That is correct, but it isn't as amazing as it sounds.
There are two pieces of data that must be transferred to decode a huffman-encoded byte stream. The encoded stream (of course) is required, but so is the dictionary that will allow you to properly build your huffman tree to perform the decoding.
Using larger tokens to encode your data will always result in a smaller encoded stream. Unfortunately, unless you have data with some pretty specific and special characteristics, larger tokens will also cause your dictionary size to increase surprisingly. The degenerate case (referred to by Mark Byers' answer) would result in the entire, uncompressed data stream being a single token and the encoded stream being a single bit, resulting in absolutely no compression.
Thus, Huffman coding (like almost everything) is an exercise in tradeoffs. Striking a balance between efficiency of the encoded file and the size of the dictionary can be tricky. I've never performed the actual analysis based on data characteristics to find out what various ideal token sizes might be, but I think bytes tend to be used because it's a simple point to divide on and will generally result in some real compression.

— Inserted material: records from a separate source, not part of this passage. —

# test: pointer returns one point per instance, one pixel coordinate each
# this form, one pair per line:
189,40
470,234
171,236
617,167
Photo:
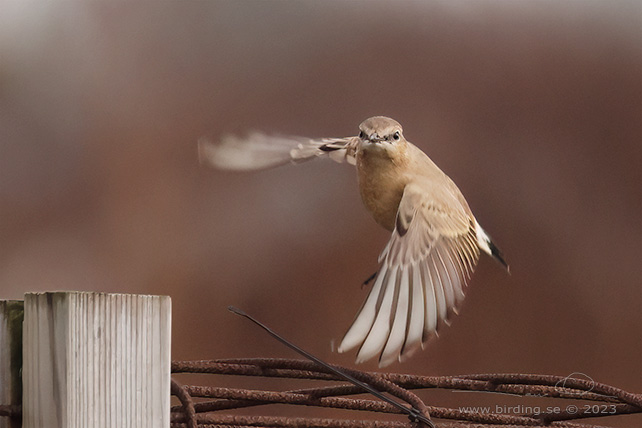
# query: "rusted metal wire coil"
208,413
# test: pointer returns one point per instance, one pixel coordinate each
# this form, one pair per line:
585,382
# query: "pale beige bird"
435,242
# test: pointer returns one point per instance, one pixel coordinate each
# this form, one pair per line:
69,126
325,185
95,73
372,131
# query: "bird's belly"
381,197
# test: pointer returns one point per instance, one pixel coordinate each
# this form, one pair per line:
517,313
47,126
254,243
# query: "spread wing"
424,270
260,151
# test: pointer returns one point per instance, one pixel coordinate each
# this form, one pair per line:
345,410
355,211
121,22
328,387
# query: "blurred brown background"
534,108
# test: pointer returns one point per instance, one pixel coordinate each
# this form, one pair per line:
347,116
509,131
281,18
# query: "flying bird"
436,240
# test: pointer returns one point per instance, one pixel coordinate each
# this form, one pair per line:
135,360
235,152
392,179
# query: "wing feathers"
260,151
424,270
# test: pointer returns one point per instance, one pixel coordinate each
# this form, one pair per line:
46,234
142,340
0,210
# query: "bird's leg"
369,280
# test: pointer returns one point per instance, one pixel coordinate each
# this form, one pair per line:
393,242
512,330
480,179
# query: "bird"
435,241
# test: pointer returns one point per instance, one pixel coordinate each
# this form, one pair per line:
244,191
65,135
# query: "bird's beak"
374,138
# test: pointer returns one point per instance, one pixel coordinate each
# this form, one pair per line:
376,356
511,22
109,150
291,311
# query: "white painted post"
10,357
96,360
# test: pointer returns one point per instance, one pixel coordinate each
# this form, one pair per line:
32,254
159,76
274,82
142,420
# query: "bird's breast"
381,185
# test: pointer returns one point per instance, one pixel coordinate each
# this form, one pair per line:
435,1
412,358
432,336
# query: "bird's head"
381,133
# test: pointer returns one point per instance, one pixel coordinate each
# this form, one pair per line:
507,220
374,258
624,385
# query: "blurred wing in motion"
260,151
421,282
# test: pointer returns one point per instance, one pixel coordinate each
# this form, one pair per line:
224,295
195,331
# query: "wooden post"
11,313
96,360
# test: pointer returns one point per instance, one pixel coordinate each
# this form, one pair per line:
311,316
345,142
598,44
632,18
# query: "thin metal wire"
208,413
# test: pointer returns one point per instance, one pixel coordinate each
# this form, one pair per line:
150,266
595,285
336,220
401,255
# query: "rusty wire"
209,413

I know back in college I did it once as an exercise with four byte tokens, but I couldn't honestly say that it was somehow better than one byte tokens.
Of course, it's also possible to cheat and, instead of building the dictionary dynamically to get genuinely greedy compression, you can use a pre-built tree and compress with that. You'd then avoid transmitting the dictionary, but the decoder would also have to have the same dictionary to decode the data.